Avoid tasks that are high-stakes or require high levels of accuracy. The model may make mistakes that are challenging to reverse. As mentioned above, the model is still prone to mistakes, especially on non-browser surfaces. While we expect the model to request user confirmation before proceeding with certain higher-impact decisions, this is not fully reliable. Ensure a human is in the loop to confirm model actions with real-world consequences.

Beware of prompt injections

A prompt injection occurs when an AI model mistakenly follows untrusted instructions appearing in its input. For the computer-use-preview model, this may manifest as it seeing something in the provided screenshot, like a malicious website or email, that instructs it to do something that the user does not want, and it complies.
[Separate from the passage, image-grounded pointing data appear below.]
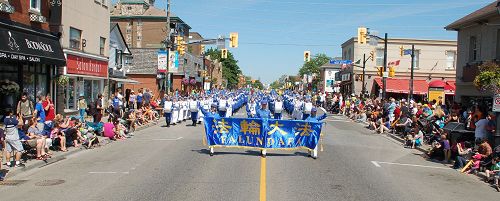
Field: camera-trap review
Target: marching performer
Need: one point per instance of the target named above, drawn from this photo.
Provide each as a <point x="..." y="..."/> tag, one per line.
<point x="278" y="108"/>
<point x="175" y="112"/>
<point x="167" y="110"/>
<point x="252" y="108"/>
<point x="212" y="113"/>
<point x="315" y="119"/>
<point x="307" y="107"/>
<point x="263" y="113"/>
<point x="193" y="107"/>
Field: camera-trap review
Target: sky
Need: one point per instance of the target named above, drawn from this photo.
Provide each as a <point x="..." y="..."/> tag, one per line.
<point x="273" y="34"/>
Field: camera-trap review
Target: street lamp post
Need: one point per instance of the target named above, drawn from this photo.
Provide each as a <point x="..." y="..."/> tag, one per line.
<point x="384" y="77"/>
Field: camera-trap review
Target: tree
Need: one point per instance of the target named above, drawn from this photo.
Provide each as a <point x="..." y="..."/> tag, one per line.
<point x="488" y="78"/>
<point x="312" y="67"/>
<point x="230" y="68"/>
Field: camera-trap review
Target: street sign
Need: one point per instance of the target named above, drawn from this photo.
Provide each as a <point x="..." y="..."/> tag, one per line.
<point x="496" y="103"/>
<point x="347" y="62"/>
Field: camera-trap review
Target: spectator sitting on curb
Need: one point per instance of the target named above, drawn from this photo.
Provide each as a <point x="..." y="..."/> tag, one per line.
<point x="12" y="141"/>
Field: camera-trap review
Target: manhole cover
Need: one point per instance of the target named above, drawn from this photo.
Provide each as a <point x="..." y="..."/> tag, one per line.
<point x="12" y="182"/>
<point x="52" y="182"/>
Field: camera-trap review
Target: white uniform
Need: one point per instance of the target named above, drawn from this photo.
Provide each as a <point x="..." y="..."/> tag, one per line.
<point x="297" y="110"/>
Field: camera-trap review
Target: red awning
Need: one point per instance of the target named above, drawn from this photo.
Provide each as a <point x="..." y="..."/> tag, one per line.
<point x="402" y="86"/>
<point x="450" y="88"/>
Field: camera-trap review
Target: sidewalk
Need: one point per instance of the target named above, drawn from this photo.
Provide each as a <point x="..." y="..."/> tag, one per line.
<point x="58" y="156"/>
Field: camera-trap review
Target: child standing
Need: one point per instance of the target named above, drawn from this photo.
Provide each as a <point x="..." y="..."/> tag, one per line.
<point x="446" y="148"/>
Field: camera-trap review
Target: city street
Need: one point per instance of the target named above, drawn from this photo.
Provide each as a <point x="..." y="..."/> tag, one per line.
<point x="172" y="164"/>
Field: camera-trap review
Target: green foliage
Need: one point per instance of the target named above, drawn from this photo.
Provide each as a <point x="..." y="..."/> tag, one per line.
<point x="257" y="84"/>
<point x="276" y="85"/>
<point x="230" y="68"/>
<point x="312" y="67"/>
<point x="488" y="78"/>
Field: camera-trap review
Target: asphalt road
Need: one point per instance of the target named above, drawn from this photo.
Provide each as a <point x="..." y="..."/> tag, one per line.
<point x="172" y="164"/>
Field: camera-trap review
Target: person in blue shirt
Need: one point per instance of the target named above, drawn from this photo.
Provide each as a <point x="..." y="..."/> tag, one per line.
<point x="263" y="112"/>
<point x="315" y="119"/>
<point x="213" y="113"/>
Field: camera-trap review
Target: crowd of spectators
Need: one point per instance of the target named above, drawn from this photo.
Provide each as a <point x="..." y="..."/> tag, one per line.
<point x="424" y="123"/>
<point x="33" y="130"/>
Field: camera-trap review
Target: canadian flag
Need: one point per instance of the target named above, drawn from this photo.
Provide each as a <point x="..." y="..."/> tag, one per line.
<point x="394" y="63"/>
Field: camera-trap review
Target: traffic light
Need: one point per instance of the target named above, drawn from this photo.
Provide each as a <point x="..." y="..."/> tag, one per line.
<point x="392" y="71"/>
<point x="202" y="49"/>
<point x="233" y="40"/>
<point x="362" y="34"/>
<point x="307" y="56"/>
<point x="224" y="53"/>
To avoid prompt injection risk, limit computer use access to trusted, isolated environments like a sandboxed browser or container.
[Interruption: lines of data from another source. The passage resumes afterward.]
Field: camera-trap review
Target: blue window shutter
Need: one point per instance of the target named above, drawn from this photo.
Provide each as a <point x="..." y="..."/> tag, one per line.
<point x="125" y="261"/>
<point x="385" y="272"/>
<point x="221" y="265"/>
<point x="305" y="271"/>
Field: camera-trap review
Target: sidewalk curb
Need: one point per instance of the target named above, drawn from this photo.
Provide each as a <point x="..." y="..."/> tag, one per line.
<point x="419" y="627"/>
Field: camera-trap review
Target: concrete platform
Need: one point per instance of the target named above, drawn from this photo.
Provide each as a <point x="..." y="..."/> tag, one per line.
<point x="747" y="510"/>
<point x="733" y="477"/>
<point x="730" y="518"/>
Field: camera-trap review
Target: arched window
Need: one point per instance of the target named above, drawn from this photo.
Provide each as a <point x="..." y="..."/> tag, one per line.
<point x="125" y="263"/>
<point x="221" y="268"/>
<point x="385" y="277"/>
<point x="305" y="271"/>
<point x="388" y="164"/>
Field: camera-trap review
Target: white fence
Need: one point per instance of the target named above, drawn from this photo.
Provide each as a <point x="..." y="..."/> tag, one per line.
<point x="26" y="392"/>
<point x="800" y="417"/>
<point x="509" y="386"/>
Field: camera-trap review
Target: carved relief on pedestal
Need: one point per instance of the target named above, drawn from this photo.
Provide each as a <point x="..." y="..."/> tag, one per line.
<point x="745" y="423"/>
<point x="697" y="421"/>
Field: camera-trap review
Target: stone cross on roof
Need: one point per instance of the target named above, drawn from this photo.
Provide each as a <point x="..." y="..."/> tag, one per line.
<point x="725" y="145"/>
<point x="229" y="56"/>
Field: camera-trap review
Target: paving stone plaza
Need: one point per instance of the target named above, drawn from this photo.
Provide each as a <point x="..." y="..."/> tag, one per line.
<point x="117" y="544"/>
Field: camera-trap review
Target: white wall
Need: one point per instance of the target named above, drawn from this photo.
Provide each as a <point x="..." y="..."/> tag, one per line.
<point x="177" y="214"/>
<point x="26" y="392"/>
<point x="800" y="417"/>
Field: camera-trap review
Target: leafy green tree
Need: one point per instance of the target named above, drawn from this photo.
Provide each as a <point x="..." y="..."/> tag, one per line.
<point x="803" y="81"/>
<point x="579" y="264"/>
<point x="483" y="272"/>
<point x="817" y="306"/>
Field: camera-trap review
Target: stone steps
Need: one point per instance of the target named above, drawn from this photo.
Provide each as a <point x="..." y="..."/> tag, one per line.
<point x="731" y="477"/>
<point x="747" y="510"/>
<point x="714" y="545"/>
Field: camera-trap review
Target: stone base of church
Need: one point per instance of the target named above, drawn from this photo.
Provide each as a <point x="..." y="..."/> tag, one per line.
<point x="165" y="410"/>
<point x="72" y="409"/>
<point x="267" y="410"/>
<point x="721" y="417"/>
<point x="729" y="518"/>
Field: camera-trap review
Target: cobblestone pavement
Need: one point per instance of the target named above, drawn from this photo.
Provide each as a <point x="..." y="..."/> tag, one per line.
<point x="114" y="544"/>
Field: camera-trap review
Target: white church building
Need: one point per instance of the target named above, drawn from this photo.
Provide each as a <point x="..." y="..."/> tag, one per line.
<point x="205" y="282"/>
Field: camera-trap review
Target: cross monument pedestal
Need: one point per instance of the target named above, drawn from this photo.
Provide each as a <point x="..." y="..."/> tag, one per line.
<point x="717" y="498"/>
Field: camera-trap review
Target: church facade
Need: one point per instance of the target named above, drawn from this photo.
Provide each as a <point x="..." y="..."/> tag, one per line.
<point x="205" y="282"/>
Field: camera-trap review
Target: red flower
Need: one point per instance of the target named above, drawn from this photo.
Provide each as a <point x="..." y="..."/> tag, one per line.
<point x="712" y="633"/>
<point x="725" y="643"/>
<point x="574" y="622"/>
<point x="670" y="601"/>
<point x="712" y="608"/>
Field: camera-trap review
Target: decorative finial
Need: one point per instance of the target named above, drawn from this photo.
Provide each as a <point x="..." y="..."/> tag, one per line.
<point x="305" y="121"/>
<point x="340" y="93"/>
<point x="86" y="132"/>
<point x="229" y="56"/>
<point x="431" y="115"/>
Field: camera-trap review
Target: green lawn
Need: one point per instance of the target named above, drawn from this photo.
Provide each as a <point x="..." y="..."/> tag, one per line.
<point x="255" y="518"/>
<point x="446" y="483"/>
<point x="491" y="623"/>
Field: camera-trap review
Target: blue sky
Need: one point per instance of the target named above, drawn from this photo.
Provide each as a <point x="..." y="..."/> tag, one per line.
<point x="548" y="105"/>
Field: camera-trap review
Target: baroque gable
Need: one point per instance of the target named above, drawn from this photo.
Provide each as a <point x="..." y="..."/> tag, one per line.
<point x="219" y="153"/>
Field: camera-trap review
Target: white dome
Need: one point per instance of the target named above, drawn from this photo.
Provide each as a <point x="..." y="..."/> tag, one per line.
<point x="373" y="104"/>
Use blocklists and allowlists

Implement a blocklist or an allowlist of websites, actions, and users. For example, if you’re using the computer use tool to book tickets on a website, create an allowlist of only the websites you expect to use in that workflow.

Send safety identifiers

Send safety identifiers (safety_identifier param) to help OpenAI monitor and detect abuse.

Use our safety checks

The following safety checks are available to protect against prompt injection and model mistakes:

  • Malicious instruction detection
  • Irrelevant domain detection
  • Sensitive domain detection

When you receive a pending_safety_check, you should increase oversight into model actions, for example by handing over to an end user to explicitly acknowledge the desire to proceed with the task and ensure that the user is actively monitoring the agent’s actions (e.g., by implementing something like a watch mode similar to Operator). Essentially, when safety checks fire, a human should come into the loop.
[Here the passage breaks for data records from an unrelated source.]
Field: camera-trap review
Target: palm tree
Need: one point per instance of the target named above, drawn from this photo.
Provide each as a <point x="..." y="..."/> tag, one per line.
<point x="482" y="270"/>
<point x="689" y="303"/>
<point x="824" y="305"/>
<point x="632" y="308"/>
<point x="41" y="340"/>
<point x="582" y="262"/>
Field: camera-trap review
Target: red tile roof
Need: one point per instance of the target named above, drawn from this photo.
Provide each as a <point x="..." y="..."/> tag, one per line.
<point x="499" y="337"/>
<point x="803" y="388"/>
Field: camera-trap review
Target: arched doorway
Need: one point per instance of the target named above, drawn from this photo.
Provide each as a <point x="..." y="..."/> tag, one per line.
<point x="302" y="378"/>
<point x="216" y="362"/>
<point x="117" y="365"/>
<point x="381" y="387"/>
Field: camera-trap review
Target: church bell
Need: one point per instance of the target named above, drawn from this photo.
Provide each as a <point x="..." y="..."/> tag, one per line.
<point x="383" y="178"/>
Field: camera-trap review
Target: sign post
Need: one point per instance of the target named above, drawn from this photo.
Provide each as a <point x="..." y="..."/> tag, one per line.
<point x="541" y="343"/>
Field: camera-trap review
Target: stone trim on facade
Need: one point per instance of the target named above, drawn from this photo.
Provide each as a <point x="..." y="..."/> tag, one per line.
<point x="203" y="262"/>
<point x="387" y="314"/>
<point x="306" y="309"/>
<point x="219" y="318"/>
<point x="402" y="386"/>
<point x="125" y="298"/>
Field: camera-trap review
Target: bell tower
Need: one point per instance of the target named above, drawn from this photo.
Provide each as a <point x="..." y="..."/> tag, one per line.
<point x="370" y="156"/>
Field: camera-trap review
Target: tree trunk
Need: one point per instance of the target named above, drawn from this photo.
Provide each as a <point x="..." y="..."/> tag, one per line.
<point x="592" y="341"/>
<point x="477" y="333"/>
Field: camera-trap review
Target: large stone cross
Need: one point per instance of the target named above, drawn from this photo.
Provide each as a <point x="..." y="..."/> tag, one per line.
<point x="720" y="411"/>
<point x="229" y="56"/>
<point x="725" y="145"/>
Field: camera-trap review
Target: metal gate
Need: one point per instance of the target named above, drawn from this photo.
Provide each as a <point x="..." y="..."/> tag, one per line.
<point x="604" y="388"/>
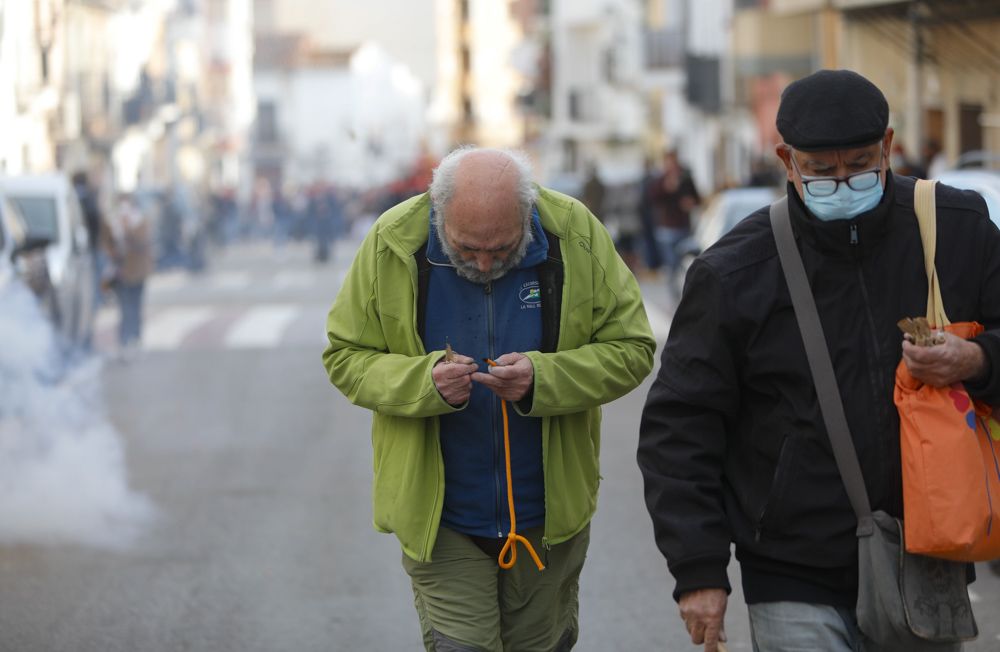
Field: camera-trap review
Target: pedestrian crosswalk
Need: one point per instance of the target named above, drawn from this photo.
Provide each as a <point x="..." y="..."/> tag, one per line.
<point x="248" y="327"/>
<point x="252" y="303"/>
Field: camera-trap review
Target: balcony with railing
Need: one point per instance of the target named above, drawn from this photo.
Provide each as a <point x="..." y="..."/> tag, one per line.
<point x="663" y="48"/>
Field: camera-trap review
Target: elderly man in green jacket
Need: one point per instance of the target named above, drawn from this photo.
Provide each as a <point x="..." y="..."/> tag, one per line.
<point x="473" y="461"/>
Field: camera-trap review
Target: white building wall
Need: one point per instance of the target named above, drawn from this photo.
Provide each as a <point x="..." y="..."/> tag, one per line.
<point x="598" y="108"/>
<point x="359" y="126"/>
<point x="495" y="83"/>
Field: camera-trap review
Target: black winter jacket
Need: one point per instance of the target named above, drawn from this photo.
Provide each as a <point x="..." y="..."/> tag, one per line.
<point x="732" y="444"/>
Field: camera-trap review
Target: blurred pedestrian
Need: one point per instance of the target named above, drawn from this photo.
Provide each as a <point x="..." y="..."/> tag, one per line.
<point x="474" y="269"/>
<point x="128" y="242"/>
<point x="672" y="196"/>
<point x="593" y="192"/>
<point x="651" y="250"/>
<point x="327" y="216"/>
<point x="733" y="446"/>
<point x="92" y="219"/>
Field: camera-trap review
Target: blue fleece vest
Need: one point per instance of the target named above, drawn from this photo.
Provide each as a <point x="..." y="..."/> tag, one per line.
<point x="488" y="321"/>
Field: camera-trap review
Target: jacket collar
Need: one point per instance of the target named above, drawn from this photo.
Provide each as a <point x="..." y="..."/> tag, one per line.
<point x="843" y="237"/>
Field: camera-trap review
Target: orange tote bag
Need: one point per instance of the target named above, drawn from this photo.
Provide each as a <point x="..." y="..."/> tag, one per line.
<point x="950" y="444"/>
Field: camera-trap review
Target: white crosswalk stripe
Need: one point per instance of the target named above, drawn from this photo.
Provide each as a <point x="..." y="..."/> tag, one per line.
<point x="293" y="279"/>
<point x="170" y="327"/>
<point x="261" y="327"/>
<point x="230" y="280"/>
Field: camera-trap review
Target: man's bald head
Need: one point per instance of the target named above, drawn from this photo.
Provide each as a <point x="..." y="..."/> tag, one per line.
<point x="483" y="200"/>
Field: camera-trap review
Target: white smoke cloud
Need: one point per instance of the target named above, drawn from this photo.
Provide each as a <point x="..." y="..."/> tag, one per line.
<point x="62" y="464"/>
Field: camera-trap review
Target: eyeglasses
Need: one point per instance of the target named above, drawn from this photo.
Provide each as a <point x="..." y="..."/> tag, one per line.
<point x="827" y="186"/>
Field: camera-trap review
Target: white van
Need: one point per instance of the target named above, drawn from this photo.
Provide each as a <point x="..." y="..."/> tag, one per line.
<point x="52" y="212"/>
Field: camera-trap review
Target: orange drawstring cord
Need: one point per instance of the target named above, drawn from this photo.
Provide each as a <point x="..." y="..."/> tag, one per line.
<point x="510" y="546"/>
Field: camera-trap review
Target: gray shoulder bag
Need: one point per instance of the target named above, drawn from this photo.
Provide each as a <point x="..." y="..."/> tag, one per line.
<point x="905" y="601"/>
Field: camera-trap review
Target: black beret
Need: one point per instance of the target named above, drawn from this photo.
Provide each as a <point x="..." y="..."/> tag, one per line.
<point x="832" y="109"/>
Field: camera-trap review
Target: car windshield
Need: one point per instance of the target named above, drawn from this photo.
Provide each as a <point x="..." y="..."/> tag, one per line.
<point x="40" y="216"/>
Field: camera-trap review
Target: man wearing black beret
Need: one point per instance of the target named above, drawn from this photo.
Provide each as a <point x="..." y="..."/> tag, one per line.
<point x="733" y="447"/>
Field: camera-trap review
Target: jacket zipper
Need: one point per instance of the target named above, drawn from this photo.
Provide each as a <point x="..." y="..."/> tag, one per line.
<point x="488" y="294"/>
<point x="873" y="378"/>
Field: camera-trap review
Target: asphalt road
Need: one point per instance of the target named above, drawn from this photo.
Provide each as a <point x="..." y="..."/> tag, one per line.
<point x="260" y="474"/>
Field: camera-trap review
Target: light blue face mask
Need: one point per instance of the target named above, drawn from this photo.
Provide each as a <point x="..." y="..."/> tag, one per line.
<point x="845" y="203"/>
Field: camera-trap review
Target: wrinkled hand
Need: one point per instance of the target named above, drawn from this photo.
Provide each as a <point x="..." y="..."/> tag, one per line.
<point x="944" y="364"/>
<point x="511" y="378"/>
<point x="703" y="612"/>
<point x="454" y="379"/>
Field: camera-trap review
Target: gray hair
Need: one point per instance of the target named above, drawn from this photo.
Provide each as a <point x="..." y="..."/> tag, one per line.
<point x="443" y="185"/>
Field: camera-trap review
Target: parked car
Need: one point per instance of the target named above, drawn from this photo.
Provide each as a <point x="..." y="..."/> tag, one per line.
<point x="22" y="259"/>
<point x="985" y="182"/>
<point x="722" y="212"/>
<point x="52" y="213"/>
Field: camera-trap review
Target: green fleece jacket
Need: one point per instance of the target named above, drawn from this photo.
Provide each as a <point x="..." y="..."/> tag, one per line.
<point x="377" y="359"/>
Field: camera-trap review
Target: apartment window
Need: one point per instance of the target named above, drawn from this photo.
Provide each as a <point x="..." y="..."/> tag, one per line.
<point x="267" y="122"/>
Read the acknowledge safety checks section above for more details on how to proceed when you receive a pending_safety_check.

Where possible, it is highly recommended to pass in the optional parameter current_url as part of the computer_call_output, as it can help increase the accuracy of our safety checks.

Using current URL
1
2
3
4
5
6
7
8
9
10
{
    "type": "computer_call_output",
    "call_id": "call_7OU...",
    "acknowledged_safety_checks": [],
    "output": {
        "type": "computer_screenshot",
        "image_url": "..."
    },
    "current_url": "https://openai.com"
}

Additional safety precautions

Implement additional safety precautions as best suited for your application, such as implementing guardrails that run in parallel of the computer use loop.

Comply with our Usage Policy

Remember, you are responsible for using our services in compliance with the OpenAI Usage Policy and Business Terms, and we encourage you to employ our safety features and tools to help ensure this compliance.